Análise do Poema "Ulisses"
O mito é o nada que é tudo.
O mesmo sol que abre os céus
É um mito brilhante e mudo --
O corpo morto de Deus,
Vivo e desnudo.
Este, que aqui aportou,
Foi por não ser existindo.
Sem existir nos bastou.
Por não ter vindo foi vindo
E nos criou.
Assim a lenda se escorre
A entrar na realidade,
E a fecundá-la decorre.
Em baixo, a vida, metade
De nada, morre.
Reflexão:
Ulisses, o herói da guerra de Tróia e protagonista da obra odisseia de Hómero, é um dos grandes mitos da civilização grega, e segundo a lenda, terá fundado Lisboa. Ao recuperar esta lenda e elege-lo como um dos primeiros poemas da “Mensagem”, Fernando pessoa tem precisamente a intenção de atribuir a Portugal uma origem mítica, que é mais valiosa de que qualquer origem histórica (os heróis desta obra são localizadas sobretudo no seu lado mítico).

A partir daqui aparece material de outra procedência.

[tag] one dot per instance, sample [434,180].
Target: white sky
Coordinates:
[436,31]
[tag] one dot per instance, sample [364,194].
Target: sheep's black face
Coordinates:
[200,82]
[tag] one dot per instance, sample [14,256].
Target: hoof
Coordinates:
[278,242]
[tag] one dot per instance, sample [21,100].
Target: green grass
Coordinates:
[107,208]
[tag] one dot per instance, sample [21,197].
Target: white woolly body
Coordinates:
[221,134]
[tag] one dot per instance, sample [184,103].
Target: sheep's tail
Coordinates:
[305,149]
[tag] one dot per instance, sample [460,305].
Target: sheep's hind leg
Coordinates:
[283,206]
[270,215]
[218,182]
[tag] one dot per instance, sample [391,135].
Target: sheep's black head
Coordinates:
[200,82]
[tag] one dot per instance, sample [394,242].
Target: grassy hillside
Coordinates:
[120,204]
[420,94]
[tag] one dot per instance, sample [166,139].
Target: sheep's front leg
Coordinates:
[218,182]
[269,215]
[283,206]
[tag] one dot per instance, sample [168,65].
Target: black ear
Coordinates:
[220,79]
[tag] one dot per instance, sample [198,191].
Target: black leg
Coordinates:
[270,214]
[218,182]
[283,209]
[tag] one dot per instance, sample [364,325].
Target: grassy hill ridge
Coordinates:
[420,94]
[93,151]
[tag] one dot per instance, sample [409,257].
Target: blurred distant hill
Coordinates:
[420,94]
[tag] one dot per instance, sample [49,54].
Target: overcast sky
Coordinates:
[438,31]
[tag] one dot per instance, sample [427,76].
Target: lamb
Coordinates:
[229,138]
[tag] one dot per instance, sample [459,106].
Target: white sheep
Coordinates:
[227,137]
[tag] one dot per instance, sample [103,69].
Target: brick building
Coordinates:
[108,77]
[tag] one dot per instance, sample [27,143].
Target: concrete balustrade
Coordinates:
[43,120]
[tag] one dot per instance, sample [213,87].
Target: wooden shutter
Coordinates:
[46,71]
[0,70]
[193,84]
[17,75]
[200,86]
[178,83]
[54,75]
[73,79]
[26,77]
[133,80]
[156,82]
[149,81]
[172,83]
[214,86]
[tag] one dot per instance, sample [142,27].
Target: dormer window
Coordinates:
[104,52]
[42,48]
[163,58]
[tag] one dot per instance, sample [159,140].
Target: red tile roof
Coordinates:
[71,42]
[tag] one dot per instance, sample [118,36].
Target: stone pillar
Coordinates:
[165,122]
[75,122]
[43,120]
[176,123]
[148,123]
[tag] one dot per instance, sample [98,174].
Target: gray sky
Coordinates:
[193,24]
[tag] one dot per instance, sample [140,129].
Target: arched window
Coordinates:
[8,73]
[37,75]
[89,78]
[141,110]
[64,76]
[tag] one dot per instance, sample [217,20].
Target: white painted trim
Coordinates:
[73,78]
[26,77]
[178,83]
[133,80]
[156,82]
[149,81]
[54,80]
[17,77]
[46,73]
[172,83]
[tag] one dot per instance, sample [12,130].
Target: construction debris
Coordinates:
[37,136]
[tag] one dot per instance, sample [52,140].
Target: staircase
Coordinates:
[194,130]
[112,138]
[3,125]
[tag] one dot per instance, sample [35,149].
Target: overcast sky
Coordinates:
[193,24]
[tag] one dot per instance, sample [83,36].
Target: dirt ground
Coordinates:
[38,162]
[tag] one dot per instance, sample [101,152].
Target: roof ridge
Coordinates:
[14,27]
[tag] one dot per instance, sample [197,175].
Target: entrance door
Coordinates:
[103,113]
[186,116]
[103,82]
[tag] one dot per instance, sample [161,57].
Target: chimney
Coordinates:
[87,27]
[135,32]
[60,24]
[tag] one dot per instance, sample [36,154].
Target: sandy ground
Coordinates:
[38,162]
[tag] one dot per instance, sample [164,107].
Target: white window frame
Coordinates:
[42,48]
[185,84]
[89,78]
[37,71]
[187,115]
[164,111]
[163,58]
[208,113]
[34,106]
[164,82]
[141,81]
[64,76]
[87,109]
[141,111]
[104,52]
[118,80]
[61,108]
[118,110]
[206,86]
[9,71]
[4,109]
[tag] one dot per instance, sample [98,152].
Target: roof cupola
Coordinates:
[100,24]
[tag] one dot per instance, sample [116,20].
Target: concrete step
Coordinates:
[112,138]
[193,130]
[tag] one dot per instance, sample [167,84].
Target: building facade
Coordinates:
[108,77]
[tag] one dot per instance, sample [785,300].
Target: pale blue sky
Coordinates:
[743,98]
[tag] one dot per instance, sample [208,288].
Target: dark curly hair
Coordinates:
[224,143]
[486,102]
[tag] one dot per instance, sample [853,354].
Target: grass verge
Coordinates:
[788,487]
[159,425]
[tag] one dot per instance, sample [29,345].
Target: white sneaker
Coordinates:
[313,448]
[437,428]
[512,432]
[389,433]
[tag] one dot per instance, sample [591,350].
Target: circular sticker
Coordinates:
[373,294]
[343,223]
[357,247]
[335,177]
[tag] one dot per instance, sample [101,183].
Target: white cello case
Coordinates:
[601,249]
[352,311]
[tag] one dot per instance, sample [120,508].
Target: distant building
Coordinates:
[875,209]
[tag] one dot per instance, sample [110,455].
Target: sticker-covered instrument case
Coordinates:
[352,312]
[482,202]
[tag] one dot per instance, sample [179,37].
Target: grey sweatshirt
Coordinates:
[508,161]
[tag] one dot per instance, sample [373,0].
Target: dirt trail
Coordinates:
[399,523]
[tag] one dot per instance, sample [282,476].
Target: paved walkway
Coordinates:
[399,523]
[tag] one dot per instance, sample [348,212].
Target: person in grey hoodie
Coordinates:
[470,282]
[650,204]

Tal como na “Mensagem”, Camões recupera nos Lusíadas a lenda de que Ulisses terá fundando Lisboa.
Análise do Poema "D. Afonso Henriques"
Pai, foste cavaleiro.
Hoje a vigília é nossa.
Dá-nos o exemplo inteiro
E a tua inteira força!
Dá, contra a hora em que, errada,
Novos infiéis vençam,
A bênção como espada,
A espada como bênção!
Reflexão:
Este poema apresenta-se como uma prece dirigida a D. Afonso Henriques, “Pai” de uma geração que lendariamente recebeu a força e a missão de Deus. O sujeito poético, assumindo-se como voz do colectivo português, pede ao Rei-Rei que dê ao seu povo o exemplo, a força e a bênção, porque “Hoje a vigília é nossa”, somos nós que temos que ser cavaleiros contra “novos infiéis”, fantasmas do adormecimento colectivo.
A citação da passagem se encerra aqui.